I’m in danger of just rewriting fairytales for the rest of Lent… but I thought I’d share Saturday’s poem. And will write some book reviews at some point…
It comes, to those in fairy tales
As the mildest of mild shocks
To be objectified by males:
Such, indeed, was Goldilocks.
Though (charitably) meant to praise,
Dear Goldie was more than her looks.
While victim of the male gaze,
She infinitely preferred books.
As Goldilocks must needs explain
“A model, I would scoff to be –
I’d rather be (I have a brain)
A student of philosophy.”
With this in mind, she took a stroll
(Ideally one devoid of men)
And, thankfully, saw not a soul –
But found a cottage in a glen.
“I’m tired,” thought Goldie, “And want food,
And seem to have misplaced my map,
A little sick of solitude,
And desperate (frankly) for a nap.”
She knocked and entered, seeing still
No owners – though the furry chairs
(And photos on the windowsill)
Suggested it was owned by bears.
In fact, in every room she’d see,
On shelf, or floor, or hook, or wall,
That every object came as three:
One big, one medium, one small.
Recalling that her first intent
Was sleeping, she ignored the rest:
And to the bedroom, off she went
And found three beds (as you’ll have guessed).
And, with philosophy in mind,
Adjudicating what she’d seen
She lay down on the middle kind:
The Aristotelian mean.
(You may be asking yourself why
The porridge has been overlooked:
Let’s say the sleep would fortify
Her strength before she went and cooked.)
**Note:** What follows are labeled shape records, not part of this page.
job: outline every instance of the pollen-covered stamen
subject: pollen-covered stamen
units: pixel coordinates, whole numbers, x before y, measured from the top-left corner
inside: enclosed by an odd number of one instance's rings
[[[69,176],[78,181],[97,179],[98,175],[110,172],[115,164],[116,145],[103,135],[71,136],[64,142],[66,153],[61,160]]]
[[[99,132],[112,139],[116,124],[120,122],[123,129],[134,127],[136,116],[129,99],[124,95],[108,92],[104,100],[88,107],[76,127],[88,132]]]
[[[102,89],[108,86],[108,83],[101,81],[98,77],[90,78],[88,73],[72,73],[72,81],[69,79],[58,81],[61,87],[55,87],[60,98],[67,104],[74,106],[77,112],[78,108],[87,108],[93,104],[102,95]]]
She woke to find three angry bears
And also found she’d caused offence
She told them why she’d used what’s theirs,
With Aristotle as defence.
Unhappily, the bears as one
Preferred a different Greek instead.
“Your theories, dear, are quite outshone
By the Platonic ideal of ‘bed’.”
A little scared, she could observe
Each bear appeared as one who brooks
No argument – and, losing nerve,
Poor Goldie fell back on her looks.
She batted eyelids, twirled her hair,
Apologised for breaking in,
And found small, large, and middle bear
Forgave, in moments, every sin.
The moral of this tale, you see
Is – well, let’s think – do what you’re told.
And, if you don’t, philosophy
Won’t help – unless your hair is gold.
A couple of edits. First stanza, third line–“by males” for “be males”. Fifth stanza, second line–“my map” for “by nap”. I enjoyed your poem.
Thanks Peter :) I clearly shouldn’t type up poems while watching Neighbours…
Such fun Simon – I’m really enjoying reading your poems and as someone who could never string a verse together I’m most impressed!
That’s very kind – thank you Karen :)
Hmmmm, knowing and having worked with a number of models. who surprising as it may seem have as much “brain” as I do (and in one case a doctorate of philosophy). I am not really taken with your stanza where Goldilocks shows her prejudice and scoffs at them.
I did wonder if you would comment on that – and I have my answer prepared: I will only say that, as somebody who is also fond of breaking and entering, and stealing, Goldilocks is far from a moral compass.
And nor I suspect is the cat who commented :-)
Oh, this is good fun! And yes, I’ve known some very bright, capable young women who were not above using their ‘golden hair’ to move ahead. And it worked pretty much every time.
Well, it serves anybody right who nicknames a woman after her hair ;)
Great poem. It’s good to have a laugh on Monday morning!
Thank you very much :)
So although our young Goldie has slipped,
From her Aristotlelian ideals quite beaten,
In the end one uses whatever means one has
To avoid being uncomfortably eaten.
Ha, brilliant Tui! Needs must, indeed.